The relatively standard size of the young moschata plants (picture of the 19th of May):

Couple interspecific hybrids and maximas I thrown to the compost at a friend’s place in December… Some already flowering and even having their first female flowers ready… Before june!!! That’s crazy :fire::fire::fire:


4 Likes

Insane size on those compost plants Thomas. I’m just about to sow my squash this coming week. Would have liked to sow a few weeks ago, but now we have time.

4 Likes

Planted our own selections from 2025 (the best 10 out of 55) yesterday. Scaling up squash growing this year. Planted 1-3 seeds per 25 cm with 1 meter spacing between the rows om roughly 250 m2.

Our own selections this year go in mulched beds with the possibility of drip irrigation if we get heavy drought. This summer might get very hot as we are entering El Nino. Our soils are quite sandy compared to the rest of the region. As my contribution to raising the bar for this focus crop, I am experimenting with family selection instead of mass selection, ie. sowing seed of each plant separately to see how they express themselves. I am curious how it will turn out!
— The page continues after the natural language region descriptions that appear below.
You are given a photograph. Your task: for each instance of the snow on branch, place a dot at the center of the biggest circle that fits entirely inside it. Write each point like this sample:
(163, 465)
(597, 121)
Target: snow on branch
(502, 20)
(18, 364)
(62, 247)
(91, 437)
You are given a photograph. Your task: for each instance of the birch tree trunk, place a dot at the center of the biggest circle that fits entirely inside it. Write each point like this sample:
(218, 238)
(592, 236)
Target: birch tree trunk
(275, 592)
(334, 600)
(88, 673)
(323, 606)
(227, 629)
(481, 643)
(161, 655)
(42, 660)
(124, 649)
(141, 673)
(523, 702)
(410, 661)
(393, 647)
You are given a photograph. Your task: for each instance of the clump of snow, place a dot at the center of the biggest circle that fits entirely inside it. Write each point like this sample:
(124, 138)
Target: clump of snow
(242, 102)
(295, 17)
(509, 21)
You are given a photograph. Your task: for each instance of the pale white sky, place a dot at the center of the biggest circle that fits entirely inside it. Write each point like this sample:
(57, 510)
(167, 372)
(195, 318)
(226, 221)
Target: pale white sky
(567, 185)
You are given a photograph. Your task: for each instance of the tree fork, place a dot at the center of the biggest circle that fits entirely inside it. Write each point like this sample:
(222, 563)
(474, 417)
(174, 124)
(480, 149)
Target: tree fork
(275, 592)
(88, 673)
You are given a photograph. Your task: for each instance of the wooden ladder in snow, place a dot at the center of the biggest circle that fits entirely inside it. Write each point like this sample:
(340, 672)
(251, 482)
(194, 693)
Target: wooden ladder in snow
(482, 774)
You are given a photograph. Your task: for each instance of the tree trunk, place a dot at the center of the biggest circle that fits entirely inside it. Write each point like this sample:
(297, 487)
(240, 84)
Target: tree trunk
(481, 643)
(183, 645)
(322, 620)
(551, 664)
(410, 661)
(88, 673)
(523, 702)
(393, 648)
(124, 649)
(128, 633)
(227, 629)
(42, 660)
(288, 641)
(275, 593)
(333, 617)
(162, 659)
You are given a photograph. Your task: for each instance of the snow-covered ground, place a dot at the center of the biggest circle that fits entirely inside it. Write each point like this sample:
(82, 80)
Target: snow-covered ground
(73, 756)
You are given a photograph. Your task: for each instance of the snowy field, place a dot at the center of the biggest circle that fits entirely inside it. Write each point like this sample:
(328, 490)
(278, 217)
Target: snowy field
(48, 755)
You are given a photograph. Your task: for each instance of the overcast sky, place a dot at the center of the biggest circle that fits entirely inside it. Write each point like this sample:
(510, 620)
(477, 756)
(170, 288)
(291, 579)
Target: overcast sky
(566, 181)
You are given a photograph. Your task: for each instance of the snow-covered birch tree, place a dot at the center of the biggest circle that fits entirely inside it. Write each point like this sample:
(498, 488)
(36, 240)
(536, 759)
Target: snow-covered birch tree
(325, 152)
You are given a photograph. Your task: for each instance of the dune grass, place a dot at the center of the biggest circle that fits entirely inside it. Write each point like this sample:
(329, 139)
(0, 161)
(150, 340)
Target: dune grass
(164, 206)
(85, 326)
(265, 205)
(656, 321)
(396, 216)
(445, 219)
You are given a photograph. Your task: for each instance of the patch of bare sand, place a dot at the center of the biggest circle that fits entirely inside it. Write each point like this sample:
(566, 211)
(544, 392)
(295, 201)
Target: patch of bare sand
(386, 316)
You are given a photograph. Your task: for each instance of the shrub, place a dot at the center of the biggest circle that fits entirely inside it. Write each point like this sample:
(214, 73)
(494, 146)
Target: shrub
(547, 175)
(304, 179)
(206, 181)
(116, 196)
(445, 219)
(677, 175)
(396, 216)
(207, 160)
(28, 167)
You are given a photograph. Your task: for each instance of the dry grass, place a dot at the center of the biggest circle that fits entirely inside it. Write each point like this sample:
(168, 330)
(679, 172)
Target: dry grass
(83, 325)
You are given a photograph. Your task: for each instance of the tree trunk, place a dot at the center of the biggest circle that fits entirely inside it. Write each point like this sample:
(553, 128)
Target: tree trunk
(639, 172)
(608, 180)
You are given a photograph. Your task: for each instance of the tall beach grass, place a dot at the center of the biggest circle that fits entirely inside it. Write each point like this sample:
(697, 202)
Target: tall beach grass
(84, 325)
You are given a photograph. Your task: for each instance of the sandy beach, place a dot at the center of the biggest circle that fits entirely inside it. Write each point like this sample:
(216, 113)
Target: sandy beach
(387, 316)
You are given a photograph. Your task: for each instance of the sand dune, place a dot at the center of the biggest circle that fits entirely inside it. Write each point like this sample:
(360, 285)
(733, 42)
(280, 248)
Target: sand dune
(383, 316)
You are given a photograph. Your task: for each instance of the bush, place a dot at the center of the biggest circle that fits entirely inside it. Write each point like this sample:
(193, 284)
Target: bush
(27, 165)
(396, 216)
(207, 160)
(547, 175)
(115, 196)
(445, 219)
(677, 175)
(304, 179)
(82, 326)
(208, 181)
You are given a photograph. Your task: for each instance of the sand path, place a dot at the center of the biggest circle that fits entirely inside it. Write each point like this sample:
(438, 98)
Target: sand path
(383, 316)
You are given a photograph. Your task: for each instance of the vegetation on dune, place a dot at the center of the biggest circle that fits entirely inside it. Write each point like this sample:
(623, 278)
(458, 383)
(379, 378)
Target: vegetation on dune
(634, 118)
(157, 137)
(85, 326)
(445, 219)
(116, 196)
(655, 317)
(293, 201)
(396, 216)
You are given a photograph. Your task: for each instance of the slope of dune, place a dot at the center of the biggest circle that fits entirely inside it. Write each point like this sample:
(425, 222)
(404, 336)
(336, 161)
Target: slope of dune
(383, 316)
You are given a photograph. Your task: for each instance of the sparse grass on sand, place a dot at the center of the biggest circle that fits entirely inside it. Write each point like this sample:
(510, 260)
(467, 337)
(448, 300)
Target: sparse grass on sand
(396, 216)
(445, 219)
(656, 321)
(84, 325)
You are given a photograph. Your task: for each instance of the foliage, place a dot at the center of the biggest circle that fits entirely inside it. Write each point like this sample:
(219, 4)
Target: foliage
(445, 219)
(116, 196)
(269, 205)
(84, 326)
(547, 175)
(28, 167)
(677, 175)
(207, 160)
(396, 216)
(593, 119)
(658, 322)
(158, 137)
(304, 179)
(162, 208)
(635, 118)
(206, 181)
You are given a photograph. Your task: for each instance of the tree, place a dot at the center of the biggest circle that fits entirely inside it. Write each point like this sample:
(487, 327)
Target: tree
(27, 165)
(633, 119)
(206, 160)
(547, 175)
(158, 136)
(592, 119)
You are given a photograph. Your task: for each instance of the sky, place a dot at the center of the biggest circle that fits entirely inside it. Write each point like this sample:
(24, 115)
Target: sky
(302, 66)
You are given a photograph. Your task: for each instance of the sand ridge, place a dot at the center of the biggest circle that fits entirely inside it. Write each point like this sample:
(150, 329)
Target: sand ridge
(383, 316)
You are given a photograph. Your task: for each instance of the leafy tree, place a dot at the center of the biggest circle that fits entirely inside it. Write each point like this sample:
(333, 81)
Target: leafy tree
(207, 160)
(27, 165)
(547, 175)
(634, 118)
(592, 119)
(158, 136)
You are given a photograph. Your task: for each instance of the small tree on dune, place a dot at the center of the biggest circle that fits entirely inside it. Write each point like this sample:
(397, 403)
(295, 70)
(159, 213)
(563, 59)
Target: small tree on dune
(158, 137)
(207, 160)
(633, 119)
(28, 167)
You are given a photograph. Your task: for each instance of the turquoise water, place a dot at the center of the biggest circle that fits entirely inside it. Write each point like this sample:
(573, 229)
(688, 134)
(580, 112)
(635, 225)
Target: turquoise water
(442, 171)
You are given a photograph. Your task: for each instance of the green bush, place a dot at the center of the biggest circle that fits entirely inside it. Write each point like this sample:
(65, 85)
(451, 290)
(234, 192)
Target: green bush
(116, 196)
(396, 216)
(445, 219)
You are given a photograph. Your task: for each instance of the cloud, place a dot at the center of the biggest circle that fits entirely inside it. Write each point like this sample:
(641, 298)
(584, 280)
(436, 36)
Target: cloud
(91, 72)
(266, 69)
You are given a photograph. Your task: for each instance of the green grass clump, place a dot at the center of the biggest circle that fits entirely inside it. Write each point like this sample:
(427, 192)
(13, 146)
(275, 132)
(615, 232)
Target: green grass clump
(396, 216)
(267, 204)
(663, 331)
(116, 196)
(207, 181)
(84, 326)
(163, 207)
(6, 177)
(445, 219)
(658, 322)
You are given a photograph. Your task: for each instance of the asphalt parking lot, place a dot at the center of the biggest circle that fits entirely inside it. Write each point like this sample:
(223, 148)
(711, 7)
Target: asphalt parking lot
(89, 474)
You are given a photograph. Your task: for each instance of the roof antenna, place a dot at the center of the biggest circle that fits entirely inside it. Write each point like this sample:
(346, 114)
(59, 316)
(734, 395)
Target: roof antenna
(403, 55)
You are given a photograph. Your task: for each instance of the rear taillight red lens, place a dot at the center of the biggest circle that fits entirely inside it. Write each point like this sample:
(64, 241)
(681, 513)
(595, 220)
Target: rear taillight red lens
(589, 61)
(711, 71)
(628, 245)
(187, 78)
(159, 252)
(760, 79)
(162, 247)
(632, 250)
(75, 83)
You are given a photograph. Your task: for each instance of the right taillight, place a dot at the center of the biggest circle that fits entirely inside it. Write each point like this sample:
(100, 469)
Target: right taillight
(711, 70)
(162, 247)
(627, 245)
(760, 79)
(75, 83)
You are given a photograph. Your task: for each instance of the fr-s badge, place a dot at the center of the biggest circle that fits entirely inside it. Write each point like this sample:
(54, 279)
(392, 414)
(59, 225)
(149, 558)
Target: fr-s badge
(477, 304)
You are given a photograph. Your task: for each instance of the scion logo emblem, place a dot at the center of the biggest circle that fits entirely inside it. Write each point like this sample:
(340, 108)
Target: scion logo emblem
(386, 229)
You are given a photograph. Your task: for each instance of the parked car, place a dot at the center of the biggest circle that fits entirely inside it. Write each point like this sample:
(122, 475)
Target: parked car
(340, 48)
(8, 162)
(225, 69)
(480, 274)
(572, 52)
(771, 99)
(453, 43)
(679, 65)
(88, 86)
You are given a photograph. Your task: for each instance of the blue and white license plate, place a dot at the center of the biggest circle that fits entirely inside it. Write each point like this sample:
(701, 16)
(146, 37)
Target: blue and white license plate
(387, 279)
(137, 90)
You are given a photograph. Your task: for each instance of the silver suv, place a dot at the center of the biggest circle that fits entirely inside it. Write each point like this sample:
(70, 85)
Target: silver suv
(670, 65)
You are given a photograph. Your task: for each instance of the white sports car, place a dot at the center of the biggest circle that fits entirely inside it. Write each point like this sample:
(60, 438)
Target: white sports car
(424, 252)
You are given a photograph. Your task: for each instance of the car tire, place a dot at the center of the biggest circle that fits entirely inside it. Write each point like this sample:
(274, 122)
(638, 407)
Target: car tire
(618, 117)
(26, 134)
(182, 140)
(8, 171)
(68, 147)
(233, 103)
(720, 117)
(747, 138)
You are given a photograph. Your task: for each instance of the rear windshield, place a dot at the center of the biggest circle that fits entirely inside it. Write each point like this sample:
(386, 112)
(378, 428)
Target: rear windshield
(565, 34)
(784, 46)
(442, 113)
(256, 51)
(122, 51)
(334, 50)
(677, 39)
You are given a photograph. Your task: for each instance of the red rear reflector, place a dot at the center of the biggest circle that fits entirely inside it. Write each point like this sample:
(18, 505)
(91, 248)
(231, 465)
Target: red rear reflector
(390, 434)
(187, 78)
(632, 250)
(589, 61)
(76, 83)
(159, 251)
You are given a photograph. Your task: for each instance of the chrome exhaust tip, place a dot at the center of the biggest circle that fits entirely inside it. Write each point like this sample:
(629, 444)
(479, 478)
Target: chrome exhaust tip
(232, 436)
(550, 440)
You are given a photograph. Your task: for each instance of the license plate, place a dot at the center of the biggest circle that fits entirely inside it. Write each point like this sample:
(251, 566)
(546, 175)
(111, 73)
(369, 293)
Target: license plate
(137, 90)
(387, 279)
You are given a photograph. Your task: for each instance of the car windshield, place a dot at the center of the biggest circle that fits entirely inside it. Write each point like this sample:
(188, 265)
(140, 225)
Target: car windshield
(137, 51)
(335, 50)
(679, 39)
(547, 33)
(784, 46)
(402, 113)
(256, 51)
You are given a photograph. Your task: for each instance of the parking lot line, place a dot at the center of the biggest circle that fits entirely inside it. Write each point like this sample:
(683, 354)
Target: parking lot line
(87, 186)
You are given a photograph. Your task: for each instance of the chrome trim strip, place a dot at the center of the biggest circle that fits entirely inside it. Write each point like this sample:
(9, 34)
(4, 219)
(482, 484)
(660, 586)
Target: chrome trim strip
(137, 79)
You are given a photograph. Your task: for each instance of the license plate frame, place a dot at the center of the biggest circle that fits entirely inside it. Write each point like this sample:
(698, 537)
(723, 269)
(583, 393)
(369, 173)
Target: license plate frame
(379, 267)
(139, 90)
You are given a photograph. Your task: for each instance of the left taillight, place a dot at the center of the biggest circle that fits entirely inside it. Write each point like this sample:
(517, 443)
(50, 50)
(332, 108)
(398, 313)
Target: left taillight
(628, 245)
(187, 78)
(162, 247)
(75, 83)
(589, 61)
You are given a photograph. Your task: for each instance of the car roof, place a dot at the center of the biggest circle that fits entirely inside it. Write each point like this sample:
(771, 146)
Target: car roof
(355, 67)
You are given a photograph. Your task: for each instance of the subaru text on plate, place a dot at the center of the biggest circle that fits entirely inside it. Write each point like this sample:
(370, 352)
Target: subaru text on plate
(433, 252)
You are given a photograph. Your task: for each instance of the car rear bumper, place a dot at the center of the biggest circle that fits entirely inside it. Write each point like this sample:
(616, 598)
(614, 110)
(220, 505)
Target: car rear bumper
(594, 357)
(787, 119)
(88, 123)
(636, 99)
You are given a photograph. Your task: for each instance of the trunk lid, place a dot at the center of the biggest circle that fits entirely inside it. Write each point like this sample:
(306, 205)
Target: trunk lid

I am also making bid to breed for drought tolerance. Today we have sown around 4000 seeds of maxima and 3000 seeds of moschata on a newly harrowed strip that was grass meadow before (so barely agricultural soils). With no watering. Covering around 550 m2 of Maxima and 400 m2 of moschata. The seed was mostly from my pool of 2nd best selections from the last three years.

I have planted that mass selection next to our own selections and hope that the drought tolerant survivors will transfer pollen to my main pool.

I expect heavy losses and hope to get some fruit from a small number of plants (well, small compared to the 7000 seeds).

7 Likes

Very cool Malte, now let’s hope for the best!

On that note:

Same story for me, and for the first time : one row = one fruit. And I keep references like pictures, weights, health and taste evaluation of those in my records… Very curious to see how far the mother qualities get transmitted, or how divergent filial generation is!
Our follow up on that aspect will be interesting!